The likelihood that this year's Democratic Party platform will support same-sex marriage and condemn the Defense of Marriage Act creates as bright a culture war line as one could wish with the Republicans, for whom the sanctity of the Old-Time Nuptuality has long been an article of partisan faith. In 2008, their platform had this to say under the heading of "Preserving Traditional Marriage":
Because our children’s future is best preserved within the traditional understanding of marriage, we call for a constitutional amendment that fully protects marriage as a union of a man and a woman, so that judges cannot make other arrangements equivalent to it. In the absence of a national amendment, we support the right of the people of the various states to affirm traditional marriage through state initiatives.
Does anyone expect this year's GOP platform to dial it back?

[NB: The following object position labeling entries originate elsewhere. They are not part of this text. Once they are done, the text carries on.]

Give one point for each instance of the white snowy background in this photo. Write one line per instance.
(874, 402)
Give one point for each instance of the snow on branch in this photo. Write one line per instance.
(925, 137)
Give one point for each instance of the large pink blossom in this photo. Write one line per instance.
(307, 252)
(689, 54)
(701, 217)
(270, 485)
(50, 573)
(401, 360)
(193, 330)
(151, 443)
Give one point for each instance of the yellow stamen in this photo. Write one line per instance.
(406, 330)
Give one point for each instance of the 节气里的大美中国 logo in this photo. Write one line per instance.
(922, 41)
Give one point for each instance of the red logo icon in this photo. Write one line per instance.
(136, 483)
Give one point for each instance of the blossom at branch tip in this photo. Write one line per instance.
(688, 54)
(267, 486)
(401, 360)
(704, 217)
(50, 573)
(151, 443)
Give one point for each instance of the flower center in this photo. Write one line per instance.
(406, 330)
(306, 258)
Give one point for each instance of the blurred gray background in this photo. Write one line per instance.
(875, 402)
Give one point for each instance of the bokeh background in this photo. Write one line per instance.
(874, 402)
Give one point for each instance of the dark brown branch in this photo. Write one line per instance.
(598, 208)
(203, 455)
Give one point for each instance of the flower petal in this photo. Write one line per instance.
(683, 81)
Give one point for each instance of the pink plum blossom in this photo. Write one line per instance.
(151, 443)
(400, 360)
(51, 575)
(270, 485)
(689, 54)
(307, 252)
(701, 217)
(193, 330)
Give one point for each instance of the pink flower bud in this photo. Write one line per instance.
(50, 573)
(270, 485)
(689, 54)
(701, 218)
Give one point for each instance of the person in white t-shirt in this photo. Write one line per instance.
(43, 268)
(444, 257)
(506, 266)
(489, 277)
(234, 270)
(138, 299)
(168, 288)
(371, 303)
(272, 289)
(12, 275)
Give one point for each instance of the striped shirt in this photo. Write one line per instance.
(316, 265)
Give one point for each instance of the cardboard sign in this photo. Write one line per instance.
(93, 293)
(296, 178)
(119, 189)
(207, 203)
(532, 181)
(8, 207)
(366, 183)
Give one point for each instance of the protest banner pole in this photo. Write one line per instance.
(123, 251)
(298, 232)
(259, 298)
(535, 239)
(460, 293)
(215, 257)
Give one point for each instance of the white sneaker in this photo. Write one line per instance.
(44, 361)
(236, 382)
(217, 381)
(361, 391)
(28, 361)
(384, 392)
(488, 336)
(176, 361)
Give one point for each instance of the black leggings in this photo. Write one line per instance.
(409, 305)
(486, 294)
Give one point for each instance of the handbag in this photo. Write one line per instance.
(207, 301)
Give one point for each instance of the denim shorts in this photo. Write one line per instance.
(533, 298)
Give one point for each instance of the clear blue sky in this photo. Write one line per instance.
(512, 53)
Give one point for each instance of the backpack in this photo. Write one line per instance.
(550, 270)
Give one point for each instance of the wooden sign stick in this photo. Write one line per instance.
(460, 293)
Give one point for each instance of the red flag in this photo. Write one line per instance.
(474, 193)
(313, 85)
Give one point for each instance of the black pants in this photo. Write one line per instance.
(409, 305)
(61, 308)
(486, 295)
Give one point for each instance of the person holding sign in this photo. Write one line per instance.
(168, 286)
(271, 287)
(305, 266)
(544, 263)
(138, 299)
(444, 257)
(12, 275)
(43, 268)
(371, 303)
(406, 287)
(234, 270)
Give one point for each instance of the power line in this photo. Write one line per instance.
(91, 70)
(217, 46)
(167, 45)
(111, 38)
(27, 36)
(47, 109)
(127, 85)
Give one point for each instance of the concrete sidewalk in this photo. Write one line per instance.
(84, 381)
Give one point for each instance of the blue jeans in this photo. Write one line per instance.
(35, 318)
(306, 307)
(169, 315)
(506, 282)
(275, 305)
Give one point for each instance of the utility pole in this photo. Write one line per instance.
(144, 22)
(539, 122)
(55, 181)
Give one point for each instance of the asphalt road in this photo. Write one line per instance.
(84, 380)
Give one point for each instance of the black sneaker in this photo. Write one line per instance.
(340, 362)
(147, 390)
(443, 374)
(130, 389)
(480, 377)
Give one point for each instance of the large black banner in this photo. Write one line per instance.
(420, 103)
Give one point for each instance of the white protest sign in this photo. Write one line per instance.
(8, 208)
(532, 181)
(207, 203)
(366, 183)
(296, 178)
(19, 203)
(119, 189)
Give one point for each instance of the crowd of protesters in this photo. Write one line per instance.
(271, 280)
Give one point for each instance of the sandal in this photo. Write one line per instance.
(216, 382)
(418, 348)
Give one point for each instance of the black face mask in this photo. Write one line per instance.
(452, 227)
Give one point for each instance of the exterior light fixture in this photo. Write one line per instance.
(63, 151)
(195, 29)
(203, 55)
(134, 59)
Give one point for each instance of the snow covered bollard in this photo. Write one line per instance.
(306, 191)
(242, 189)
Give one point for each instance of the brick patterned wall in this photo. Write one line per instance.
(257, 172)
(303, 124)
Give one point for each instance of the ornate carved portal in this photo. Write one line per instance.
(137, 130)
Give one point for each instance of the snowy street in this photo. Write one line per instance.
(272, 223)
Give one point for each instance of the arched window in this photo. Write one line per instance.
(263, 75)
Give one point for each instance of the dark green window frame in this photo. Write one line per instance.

Whatever the political consequences, there's seems to be little question that the Democrats do have or will soon have a majority of Americans on their side. As with the movements to secure equal rights for African Americans and women, so gay rights moves inexorably forward, as well they should. How, then, should we deal with religious refusals to get with the program?
As usual, Ross Douthat offers the readers of the New York Times little help in thinking this through. In last Sunday's column, "Defining Religious Liberty Down," Douthat takes the position that because the free exercise of religion involves more than freedom of worship, religious objectors to the HHS contraception mandate or Chick-Fil-A's opposition to gay marriage should be accommodated, not condemned. But, says he, the "Western leadership class" (i.e. Times readers) doesn't really respect religious liberty and ought to stop paying lip service to it.
Douthat does concede that religious liberty doesn't entitle cannibalistic sects to eat their neighbors. But what about a tougher issue, like the religious liberty to racially discriminate. Does Douthat think that Bob Jones University v. United States, wherein the Supreme Court said it was OK for the IRS to remove Bob Jones' tax exemption for racially discriminating, was wrongly decided?
It is not easy to decide how to respect liberty in the face of changing social norms--norms that sometimes even Douthat himself might agree had changed for the good. If society collectively decides to guarantee the rights of gay couples, can it in good conscience underwrite religious adoption agencies that discriminate against them? How do we balance society's decision that women should have a right to free contraceptive services against a church's principled opposition to contraception?
What can be said without fear of contradiction--but which conservatives like Douthat almost never say--is that the member of the Western leadership class who did the most to tilt the legal balance away from religious liberty in America is Justice Antonin Scalia. In Employment Division v. Smith, he persuaded four other justices that the claim of a constitutional right to free exercise was null and void in the face of any neutral law of general applicability. Until then, the court was prepared to require a "compelling state interest" to overturn free exercise claims. In U.S. jurisprudence, it was Antonin Scalia who defined religious liberty down.